Heel vreemd: de zon kwam niet op vandaag! Het bleef grijzig, alsof we onder één grote wolk voeren. Het waaide maar een klein beetje, dus we moesten wel op de motor. Na ongeveer 2,5 uur hoorden we de soldaten bij Eskifoça weer schieten. Eskifoça was niet eens meer te zien trouwens, maar dat terzijde. Of waren het geen soldaten?
Nee dus, het was onweer. Het donderde wat om ons heen, en af en toe zagen we een lichtflits. We hadden nog een 45 kilometer te gaan. Zonder haventje op de route. H’m. Dan maar een kwartslag naar links, en 3 mijlen naar het zuiden, om het haventje van Port Saip binnen te gaan.

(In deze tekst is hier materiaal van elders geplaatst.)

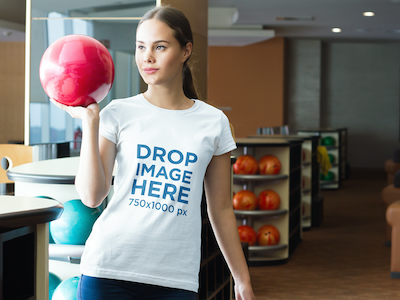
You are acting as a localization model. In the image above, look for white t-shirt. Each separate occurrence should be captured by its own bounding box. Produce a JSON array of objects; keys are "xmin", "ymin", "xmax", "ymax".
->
[{"xmin": 81, "ymin": 94, "xmax": 236, "ymax": 292}]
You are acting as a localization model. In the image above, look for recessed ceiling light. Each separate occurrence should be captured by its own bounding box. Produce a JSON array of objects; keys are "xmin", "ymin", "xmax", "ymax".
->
[{"xmin": 363, "ymin": 11, "xmax": 375, "ymax": 17}]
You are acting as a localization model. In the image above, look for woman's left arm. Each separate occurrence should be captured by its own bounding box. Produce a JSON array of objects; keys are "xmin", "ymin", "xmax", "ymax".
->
[{"xmin": 204, "ymin": 152, "xmax": 255, "ymax": 300}]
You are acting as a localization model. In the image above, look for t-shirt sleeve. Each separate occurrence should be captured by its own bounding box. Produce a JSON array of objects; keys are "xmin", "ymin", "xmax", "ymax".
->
[
  {"xmin": 99, "ymin": 103, "xmax": 118, "ymax": 144},
  {"xmin": 214, "ymin": 113, "xmax": 236, "ymax": 155}
]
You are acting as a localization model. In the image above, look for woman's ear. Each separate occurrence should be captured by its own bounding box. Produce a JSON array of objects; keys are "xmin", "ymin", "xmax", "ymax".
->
[{"xmin": 182, "ymin": 42, "xmax": 193, "ymax": 63}]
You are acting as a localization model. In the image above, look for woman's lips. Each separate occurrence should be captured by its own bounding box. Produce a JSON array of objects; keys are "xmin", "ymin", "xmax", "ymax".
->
[{"xmin": 143, "ymin": 68, "xmax": 158, "ymax": 74}]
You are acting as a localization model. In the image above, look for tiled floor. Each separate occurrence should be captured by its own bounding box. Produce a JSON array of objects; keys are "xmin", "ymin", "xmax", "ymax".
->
[{"xmin": 250, "ymin": 170, "xmax": 400, "ymax": 300}]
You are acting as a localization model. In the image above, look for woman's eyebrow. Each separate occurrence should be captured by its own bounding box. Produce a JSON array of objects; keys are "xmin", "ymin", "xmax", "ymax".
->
[{"xmin": 136, "ymin": 40, "xmax": 171, "ymax": 44}]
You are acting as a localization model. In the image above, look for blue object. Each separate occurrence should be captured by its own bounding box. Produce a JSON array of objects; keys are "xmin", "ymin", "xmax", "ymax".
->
[
  {"xmin": 49, "ymin": 272, "xmax": 62, "ymax": 300},
  {"xmin": 50, "ymin": 199, "xmax": 101, "ymax": 245},
  {"xmin": 51, "ymin": 276, "xmax": 79, "ymax": 300}
]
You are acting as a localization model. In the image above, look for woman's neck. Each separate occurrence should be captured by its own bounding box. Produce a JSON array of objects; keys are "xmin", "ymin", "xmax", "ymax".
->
[{"xmin": 143, "ymin": 86, "xmax": 194, "ymax": 110}]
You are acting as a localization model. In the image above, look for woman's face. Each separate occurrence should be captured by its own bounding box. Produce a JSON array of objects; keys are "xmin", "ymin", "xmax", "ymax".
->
[{"xmin": 135, "ymin": 19, "xmax": 192, "ymax": 85}]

Dat was een goede beslissing. De ingang van het haventje was wat moeilijk te vinden, maar het lukte ons toch. En een geschikte ligplek was ook wat moeilijk te vinden, maar ook dat lukte ons. We bonden ons vast aan een trawler uit Bandirma. Alweer Bandirma? Dat is wel 400 kilometer hier vandaan. Er ligt daar vast geen vissersschip meer, we hebben ze onderweg immers al in meerdere havens zien liggen.
Maar goed, wij lagen prima aan dit schip. Het bleef donderen, soms flink, het flitste behoorlijk, maar we merkten niet veel wind. Wel ging het regenen. De eerste echte regenbui sinds tijden! Wel een uur lang, het was een flinke bui.
We lagen goed, het bleef bijna de hele dag grijs, en we hadden niets nodig. Met de rubberboot zijn we aan wal gegaan, want van de binnenste trawler op de kade stappen was een enorme uitdaging.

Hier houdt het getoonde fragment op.